Upgrade the stateless agent to a Durable Object-backed one. StatefulAgent (from @roostjs/ai/stateful) implements DurableObject directly; apply the RemembersConversations mixin to auto-persist message history.

import { StatefulAgent, RemembersConversations } from '@roostjs/ai/stateful';
import { Stateful } from '@roostjs/ai';
import type { HasTools } from '@roostjs/ai';
import { LookupTool } from '../tools/lookup-tool';

const customers = new Map([
  ['42',  { tier: 'pro' }],
  ['101', { tier: 'enterprise' }],
]);

@Stateful({ binding: 'SUPPORT_AGENT' })
export class SupportAgent extends RemembersConversations(StatefulAgent) implements HasTools {
  instructions(): string {
    return [
      'You are a helpful support agent for Acme Inc.',
      'When a user mentions a customer ID, look it up via the customer_lookup tool.',
    ].join(' ');
  }

  tools() {
    return [new LookupTool(customers)];
  }
}

Declare the DO binding and export the class from your Worker entry point:

{
  "name": "support-agent",
  "compatibility_date": "2026-04-01",
  "main": "src/worker.ts",
  "ai": { "binding": "AI" },
  "durable_objects": {
    "bindings": [
      { "name": "SUPPORT_AGENT", "class_name": "SupportAgent" }
    ]
  },
  "migrations": [
    { "tag": "v1", "new_sqlite_classes": ["SupportAgent"] }
  ]
}
export { SupportAgent } from './agents/support-agent';
// ...existing fetch export

Route calls through the DO stub so each conversation has an identity:

export async function POST({ request }: { request: Request }) {
  const { conversationId, message } = await request.json<{
    conversationId: string;
    message:        string;
  }>();

  const id   = env.SUPPORT_AGENT.idFromName(conversationId);
  const stub = env.SUPPORT_AGENT.get(id);

  const stream = await stub.stream(message);
  return new Response(stream, {
    headers: { 'content-type': 'text/event-stream' },
  });
}
Tip

Two requests that share a conversationId now share memory: the agent remembers that customer 42 is on the pro tier without having to re-invoke the lookup tool.

Step 6: Test the agent

Fakes replace provider mocking. fake() attaches canned responses; preventStrayPrompts() throws on any call not matched. assertPrompted verifies the inputs the agent received.
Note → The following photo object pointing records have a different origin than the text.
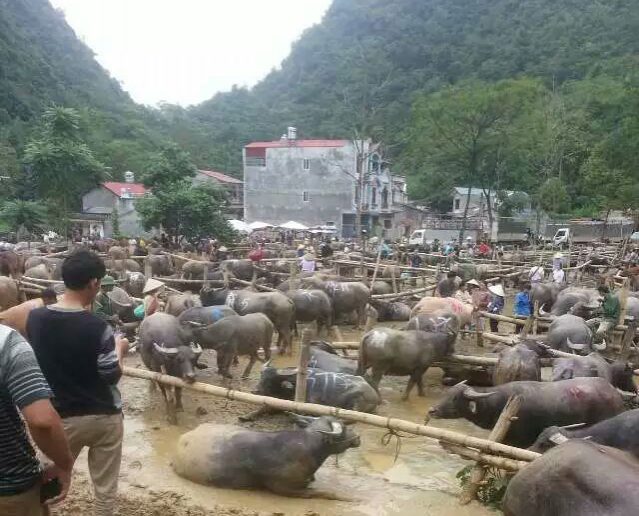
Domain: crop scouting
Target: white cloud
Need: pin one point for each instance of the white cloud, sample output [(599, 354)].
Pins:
[(184, 51)]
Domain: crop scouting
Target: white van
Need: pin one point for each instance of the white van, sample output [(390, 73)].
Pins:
[(561, 237)]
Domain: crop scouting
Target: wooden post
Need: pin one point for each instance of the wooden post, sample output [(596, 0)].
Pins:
[(379, 257), (393, 279), (302, 366), (497, 434), (293, 276), (207, 281)]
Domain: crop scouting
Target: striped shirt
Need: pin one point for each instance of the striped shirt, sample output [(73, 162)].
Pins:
[(21, 384), (76, 351)]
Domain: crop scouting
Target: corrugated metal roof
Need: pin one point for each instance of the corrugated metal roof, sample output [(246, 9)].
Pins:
[(223, 178), (277, 144), (132, 188)]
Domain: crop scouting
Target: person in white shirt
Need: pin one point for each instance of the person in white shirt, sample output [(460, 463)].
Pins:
[(536, 274), (558, 275)]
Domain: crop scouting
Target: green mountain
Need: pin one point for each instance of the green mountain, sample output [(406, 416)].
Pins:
[(360, 68)]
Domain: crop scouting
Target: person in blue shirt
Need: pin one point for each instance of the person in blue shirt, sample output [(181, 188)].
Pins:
[(522, 306)]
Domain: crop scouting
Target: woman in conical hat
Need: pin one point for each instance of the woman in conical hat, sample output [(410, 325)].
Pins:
[(152, 290)]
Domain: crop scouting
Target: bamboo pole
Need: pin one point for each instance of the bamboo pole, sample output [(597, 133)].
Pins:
[(349, 415), (302, 366), (497, 434), (489, 460)]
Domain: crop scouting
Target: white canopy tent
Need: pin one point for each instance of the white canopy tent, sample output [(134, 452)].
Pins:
[(291, 224)]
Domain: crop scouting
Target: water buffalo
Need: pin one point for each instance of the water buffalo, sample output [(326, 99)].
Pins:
[(204, 315), (237, 335), (570, 333), (11, 264), (322, 387), (161, 264), (391, 310), (312, 305), (619, 374), (517, 363), (194, 270), (428, 305), (324, 357), (545, 294), (9, 293), (275, 305), (178, 303), (619, 432), (578, 478), (283, 462), (580, 400), (402, 353), (577, 301), (162, 349), (346, 298)]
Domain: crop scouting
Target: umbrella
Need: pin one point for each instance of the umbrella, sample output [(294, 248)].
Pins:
[(291, 224), (239, 225), (258, 225)]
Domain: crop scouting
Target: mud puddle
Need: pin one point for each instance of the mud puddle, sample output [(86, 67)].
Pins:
[(411, 477)]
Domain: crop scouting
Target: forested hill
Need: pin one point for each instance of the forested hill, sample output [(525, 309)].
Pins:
[(361, 66)]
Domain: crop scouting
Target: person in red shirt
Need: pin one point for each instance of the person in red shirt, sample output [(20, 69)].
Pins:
[(483, 249)]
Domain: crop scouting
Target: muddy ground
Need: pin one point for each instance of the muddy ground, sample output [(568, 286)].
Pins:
[(420, 481)]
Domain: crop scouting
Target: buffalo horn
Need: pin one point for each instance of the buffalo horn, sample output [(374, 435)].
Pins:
[(600, 347), (165, 351), (472, 394), (336, 429), (572, 427), (572, 345)]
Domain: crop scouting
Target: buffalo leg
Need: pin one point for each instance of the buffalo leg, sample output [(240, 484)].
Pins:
[(247, 371), (178, 400)]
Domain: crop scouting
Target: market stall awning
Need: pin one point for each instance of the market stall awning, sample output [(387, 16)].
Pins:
[(291, 224)]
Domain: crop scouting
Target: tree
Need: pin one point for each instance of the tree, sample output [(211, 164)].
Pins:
[(63, 165), (19, 214), (461, 132), (185, 211)]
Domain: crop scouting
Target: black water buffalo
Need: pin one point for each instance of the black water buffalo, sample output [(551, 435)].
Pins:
[(325, 388), (312, 305), (323, 357), (283, 462), (577, 301), (518, 363), (619, 432), (580, 400), (578, 478), (235, 335), (162, 349), (275, 305), (205, 314), (570, 333), (346, 298), (402, 353), (391, 310), (619, 374)]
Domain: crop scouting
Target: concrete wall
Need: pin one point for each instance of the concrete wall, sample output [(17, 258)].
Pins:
[(98, 198), (275, 193)]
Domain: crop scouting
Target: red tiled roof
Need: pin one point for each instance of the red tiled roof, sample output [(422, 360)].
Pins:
[(116, 188), (222, 178), (296, 143)]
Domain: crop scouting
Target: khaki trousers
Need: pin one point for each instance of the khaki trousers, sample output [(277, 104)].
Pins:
[(25, 504), (103, 436)]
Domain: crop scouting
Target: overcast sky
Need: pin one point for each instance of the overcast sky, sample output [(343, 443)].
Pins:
[(184, 51)]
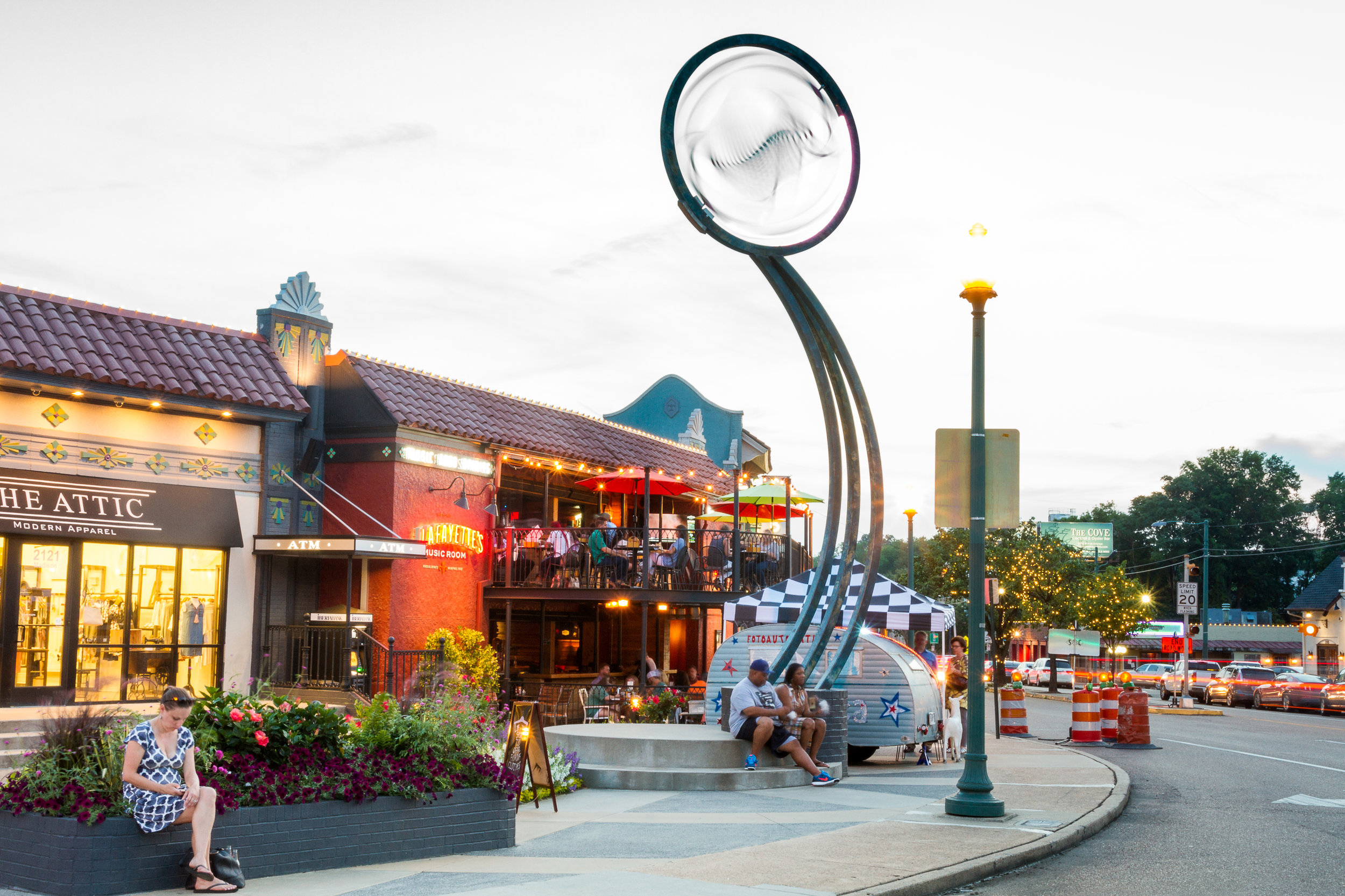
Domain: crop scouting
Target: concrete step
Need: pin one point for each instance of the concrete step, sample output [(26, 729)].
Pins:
[(671, 778)]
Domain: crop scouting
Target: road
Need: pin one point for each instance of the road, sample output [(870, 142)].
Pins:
[(1203, 816)]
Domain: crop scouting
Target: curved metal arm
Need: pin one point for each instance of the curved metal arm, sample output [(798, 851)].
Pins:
[(786, 291)]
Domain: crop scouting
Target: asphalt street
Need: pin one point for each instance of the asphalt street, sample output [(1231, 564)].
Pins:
[(1206, 814)]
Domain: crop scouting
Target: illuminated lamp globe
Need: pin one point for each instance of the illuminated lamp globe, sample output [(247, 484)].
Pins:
[(760, 146)]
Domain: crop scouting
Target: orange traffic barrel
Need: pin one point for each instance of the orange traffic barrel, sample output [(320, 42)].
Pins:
[(1109, 708), (1013, 714), (1086, 727), (1133, 722)]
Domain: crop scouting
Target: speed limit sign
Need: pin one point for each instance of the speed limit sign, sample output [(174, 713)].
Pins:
[(1188, 598)]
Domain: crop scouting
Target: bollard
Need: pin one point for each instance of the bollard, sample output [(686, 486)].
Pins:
[(1133, 722), (1086, 727), (1109, 708), (1013, 712)]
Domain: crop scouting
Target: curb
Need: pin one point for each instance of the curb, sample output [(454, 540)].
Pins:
[(974, 870)]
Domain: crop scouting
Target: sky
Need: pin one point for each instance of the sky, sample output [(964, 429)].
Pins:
[(478, 191)]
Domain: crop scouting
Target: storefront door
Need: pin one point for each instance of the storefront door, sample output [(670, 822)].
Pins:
[(37, 591)]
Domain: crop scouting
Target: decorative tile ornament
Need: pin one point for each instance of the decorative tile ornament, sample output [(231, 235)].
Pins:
[(286, 338), (107, 458), (205, 467), (300, 295), (279, 510), (318, 345), (55, 415)]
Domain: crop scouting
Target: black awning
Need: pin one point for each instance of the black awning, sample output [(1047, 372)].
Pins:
[(354, 546)]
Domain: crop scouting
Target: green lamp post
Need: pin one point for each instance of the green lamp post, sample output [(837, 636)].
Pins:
[(974, 786)]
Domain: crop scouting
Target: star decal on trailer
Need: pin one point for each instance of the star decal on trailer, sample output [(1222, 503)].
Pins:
[(894, 708)]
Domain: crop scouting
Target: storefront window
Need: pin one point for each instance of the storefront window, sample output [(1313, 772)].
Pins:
[(103, 622), (42, 615)]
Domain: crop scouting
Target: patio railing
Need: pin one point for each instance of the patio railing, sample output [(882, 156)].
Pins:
[(534, 557)]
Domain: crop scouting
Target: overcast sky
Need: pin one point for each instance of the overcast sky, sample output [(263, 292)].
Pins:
[(477, 190)]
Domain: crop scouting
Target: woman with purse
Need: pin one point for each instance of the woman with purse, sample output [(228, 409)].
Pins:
[(157, 750), (958, 682)]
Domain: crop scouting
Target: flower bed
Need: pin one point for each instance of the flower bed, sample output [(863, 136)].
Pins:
[(423, 755)]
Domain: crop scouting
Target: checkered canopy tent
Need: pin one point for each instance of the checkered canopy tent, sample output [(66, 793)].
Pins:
[(891, 606)]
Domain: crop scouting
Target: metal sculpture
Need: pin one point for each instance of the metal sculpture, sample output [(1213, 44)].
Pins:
[(762, 151)]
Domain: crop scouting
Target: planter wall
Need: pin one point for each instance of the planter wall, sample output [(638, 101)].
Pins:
[(63, 857)]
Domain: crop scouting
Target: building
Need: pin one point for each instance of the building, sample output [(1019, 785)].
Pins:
[(1320, 605), (136, 463)]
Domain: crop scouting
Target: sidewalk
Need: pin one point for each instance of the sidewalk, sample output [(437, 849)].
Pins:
[(881, 832)]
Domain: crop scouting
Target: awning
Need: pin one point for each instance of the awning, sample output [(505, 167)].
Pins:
[(354, 548), (892, 606)]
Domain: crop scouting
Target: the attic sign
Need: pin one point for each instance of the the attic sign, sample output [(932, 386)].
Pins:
[(445, 460)]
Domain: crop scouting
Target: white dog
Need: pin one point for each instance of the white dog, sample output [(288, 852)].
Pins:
[(953, 733)]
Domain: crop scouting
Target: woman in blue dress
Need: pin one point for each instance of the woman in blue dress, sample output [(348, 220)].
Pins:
[(160, 795)]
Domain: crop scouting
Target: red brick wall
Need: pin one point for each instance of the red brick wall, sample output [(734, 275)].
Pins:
[(410, 598)]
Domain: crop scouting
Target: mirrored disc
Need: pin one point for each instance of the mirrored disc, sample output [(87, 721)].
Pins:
[(763, 146)]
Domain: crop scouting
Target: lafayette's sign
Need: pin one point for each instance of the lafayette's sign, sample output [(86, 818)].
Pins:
[(50, 505)]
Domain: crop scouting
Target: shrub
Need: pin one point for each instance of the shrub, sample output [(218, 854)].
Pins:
[(475, 659), (240, 724), (77, 770)]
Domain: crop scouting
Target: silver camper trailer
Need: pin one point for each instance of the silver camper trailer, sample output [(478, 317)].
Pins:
[(894, 698)]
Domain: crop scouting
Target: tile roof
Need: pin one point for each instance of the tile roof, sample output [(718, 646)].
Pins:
[(439, 404), (1322, 591), (87, 341)]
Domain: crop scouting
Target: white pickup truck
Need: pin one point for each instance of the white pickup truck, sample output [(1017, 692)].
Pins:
[(1201, 673)]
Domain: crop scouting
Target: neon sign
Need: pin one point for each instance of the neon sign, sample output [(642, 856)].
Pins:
[(451, 536)]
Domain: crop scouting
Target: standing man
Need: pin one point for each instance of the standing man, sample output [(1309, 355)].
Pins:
[(755, 716), (923, 649)]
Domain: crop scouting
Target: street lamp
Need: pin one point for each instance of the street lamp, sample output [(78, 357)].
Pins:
[(974, 786), (911, 548)]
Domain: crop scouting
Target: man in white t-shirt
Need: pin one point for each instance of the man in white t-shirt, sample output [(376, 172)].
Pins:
[(755, 716)]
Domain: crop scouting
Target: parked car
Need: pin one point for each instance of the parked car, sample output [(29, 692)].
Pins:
[(1235, 684), (1039, 673), (1148, 674), (1290, 691), (1332, 699), (1201, 673)]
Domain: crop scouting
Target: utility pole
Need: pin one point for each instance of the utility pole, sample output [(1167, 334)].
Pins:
[(1204, 594)]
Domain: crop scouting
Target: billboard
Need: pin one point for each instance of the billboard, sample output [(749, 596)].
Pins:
[(1082, 537)]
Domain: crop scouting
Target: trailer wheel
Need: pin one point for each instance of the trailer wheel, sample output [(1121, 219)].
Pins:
[(860, 754)]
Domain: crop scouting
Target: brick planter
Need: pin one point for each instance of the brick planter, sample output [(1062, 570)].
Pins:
[(63, 857)]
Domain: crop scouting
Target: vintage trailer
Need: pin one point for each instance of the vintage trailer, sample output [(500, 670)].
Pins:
[(894, 699)]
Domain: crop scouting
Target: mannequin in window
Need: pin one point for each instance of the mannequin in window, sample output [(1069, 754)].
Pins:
[(194, 614)]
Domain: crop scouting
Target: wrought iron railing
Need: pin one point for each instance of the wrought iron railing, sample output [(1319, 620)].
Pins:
[(563, 557)]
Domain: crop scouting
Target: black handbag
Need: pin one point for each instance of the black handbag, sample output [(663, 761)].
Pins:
[(226, 867)]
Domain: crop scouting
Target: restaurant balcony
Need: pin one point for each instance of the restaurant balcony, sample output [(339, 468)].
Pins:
[(549, 560)]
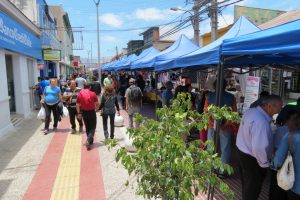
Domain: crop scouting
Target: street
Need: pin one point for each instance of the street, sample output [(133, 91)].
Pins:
[(32, 165)]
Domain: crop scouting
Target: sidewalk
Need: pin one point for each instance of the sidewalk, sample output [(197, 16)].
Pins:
[(58, 166)]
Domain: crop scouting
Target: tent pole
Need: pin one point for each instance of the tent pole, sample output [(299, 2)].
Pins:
[(219, 94), (156, 75)]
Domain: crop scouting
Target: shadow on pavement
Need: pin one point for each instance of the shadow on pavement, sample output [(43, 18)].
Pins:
[(4, 184)]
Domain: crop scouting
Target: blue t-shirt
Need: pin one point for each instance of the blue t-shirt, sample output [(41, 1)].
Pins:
[(43, 84), (167, 95), (52, 95)]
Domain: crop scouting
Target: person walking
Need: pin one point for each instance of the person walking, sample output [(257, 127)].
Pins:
[(108, 80), (70, 96), (96, 86), (133, 97), (52, 97), (87, 105), (167, 94), (226, 129), (108, 105), (255, 145), (80, 81), (291, 139), (122, 89)]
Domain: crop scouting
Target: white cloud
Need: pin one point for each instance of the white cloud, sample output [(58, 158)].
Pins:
[(111, 20), (189, 32), (153, 14), (109, 38), (225, 20)]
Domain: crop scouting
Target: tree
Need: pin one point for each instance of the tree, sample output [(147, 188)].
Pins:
[(168, 167)]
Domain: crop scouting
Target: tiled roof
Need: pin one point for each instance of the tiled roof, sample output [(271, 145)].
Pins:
[(281, 19)]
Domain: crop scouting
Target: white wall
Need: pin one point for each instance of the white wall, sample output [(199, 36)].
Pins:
[(5, 123), (28, 8), (21, 85)]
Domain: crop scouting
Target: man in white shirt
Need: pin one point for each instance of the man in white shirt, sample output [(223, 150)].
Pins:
[(80, 81), (255, 145)]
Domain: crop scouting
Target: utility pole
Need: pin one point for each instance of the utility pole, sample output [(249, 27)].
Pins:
[(214, 19), (88, 59), (92, 53), (117, 53), (97, 2), (196, 21)]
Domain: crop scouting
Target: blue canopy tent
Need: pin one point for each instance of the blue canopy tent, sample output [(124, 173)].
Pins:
[(110, 66), (144, 56), (277, 45), (184, 47), (148, 63), (210, 54), (125, 63)]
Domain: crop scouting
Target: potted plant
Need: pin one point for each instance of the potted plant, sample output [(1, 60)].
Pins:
[(165, 165)]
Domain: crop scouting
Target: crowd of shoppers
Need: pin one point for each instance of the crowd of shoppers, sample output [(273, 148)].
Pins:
[(260, 146)]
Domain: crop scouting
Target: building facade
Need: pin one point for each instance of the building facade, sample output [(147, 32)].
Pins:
[(20, 48), (65, 35), (135, 46), (151, 38), (51, 46)]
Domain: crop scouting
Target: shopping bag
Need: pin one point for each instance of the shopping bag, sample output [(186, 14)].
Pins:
[(65, 112), (41, 114), (286, 175), (119, 121)]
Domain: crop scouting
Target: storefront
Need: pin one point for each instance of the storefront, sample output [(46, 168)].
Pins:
[(19, 50)]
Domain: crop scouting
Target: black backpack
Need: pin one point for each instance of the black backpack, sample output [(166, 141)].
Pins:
[(135, 94), (96, 87)]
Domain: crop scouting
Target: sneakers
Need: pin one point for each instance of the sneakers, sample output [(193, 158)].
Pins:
[(88, 145), (46, 131)]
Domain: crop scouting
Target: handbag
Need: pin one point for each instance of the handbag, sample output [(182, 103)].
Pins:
[(286, 175), (101, 111)]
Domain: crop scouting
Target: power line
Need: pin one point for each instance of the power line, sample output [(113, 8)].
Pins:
[(114, 30)]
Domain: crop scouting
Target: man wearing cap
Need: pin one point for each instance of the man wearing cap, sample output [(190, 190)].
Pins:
[(133, 97), (87, 104)]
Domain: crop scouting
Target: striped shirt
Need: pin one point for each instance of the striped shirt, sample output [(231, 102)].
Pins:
[(71, 102)]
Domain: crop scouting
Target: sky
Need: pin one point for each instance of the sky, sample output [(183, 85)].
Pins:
[(116, 16)]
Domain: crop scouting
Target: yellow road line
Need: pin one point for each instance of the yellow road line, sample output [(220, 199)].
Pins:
[(67, 181)]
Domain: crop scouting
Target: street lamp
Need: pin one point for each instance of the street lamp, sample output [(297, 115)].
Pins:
[(194, 18), (97, 2)]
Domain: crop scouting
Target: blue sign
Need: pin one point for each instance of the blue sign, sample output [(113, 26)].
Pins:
[(15, 37)]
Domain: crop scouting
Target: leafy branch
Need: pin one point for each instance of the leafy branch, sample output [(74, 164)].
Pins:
[(168, 167)]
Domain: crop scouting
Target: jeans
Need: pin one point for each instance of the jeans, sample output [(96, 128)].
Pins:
[(48, 110), (112, 124), (252, 176), (90, 122), (225, 144), (72, 115), (131, 120)]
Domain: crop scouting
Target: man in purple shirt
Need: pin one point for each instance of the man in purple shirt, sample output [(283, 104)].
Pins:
[(255, 145)]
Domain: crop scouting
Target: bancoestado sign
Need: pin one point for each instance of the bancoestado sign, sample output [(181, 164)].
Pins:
[(16, 38), (51, 54)]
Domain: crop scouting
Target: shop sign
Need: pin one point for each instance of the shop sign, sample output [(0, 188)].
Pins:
[(15, 37), (251, 91), (50, 54)]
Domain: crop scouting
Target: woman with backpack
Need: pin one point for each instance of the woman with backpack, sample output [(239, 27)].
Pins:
[(108, 106)]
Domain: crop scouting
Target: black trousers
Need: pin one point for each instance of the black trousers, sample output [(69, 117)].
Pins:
[(112, 124), (276, 193), (90, 122), (72, 116), (252, 176), (48, 110)]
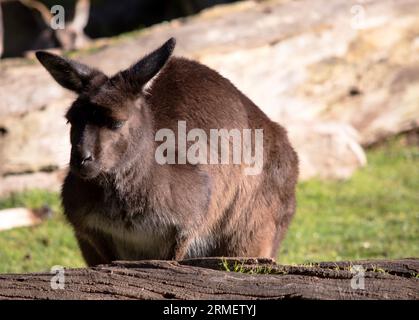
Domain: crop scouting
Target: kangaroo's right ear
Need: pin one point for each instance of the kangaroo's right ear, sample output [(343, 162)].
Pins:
[(70, 74)]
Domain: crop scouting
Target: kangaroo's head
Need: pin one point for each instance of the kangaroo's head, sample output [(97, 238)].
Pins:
[(106, 118)]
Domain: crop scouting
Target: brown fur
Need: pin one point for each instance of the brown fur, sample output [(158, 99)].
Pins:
[(123, 205)]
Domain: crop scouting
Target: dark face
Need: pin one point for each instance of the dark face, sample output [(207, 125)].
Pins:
[(100, 136)]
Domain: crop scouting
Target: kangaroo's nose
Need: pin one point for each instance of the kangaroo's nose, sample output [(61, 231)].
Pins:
[(86, 157)]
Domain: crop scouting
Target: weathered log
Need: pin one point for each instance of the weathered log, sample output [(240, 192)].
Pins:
[(208, 279)]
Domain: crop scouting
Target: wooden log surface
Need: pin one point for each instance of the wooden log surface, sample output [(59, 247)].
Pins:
[(208, 279)]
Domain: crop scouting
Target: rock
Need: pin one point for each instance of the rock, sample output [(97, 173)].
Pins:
[(336, 74), (326, 150)]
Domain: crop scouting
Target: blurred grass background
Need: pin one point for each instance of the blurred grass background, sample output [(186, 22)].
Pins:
[(375, 214)]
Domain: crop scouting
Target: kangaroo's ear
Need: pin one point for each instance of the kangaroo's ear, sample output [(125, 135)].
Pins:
[(70, 74), (144, 70)]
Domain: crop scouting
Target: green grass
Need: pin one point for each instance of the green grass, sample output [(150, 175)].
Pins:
[(375, 214)]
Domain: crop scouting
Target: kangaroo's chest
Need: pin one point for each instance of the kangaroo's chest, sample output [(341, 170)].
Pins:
[(146, 234)]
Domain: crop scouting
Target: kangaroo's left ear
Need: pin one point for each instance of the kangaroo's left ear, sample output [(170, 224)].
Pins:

import { describe, it, expect, afterEach } from 'bun:test';
import { SupportAgent } from '../src/agents/support-agent';

afterEach(() => SupportAgent.restore());

describe('SupportAgent', () => {
  it('answers password-reset questions', async () => {
    SupportAgent
      .fake(['Visit /account/reset to reset your password.'])
      .preventStrayPrompts();

    const response = await new SupportAgent().prompt('How do I reset my password?');

    expect(response.text).toContain('reset');
    SupportAgent.assertPrompted('reset');
  });

  it('routes customer IDs to the lookup flow', async () => {
    SupportAgent.fake([(p) => `Checking customer ${p.input.match(/\d+/)?.[0]}.`]);

    const response = await new SupportAgent().prompt('What tier is customer 42?');

    expect(response.text).toBe('Checking customer 42.');
    SupportAgent.assertPrompted('42');
  });
});

Run the tests:

bun test
Tip

For DO-backed assertions (scheduled methods, sub-agent spawns, memory tiers), use

TestStatefulAgentHarness

— same fake semantics, plus a mock DO state and clock.

Step 7: Deploy

Deploy to Cloudflare Workers. The DO binding and AI binding are both provisioned from wrangler.jsonc; no additional dashboard work is required.

bunx wrangler deploy

See the Deploy to Cloudflare tutorial for CI/CD patterns, secrets management, and preview environments.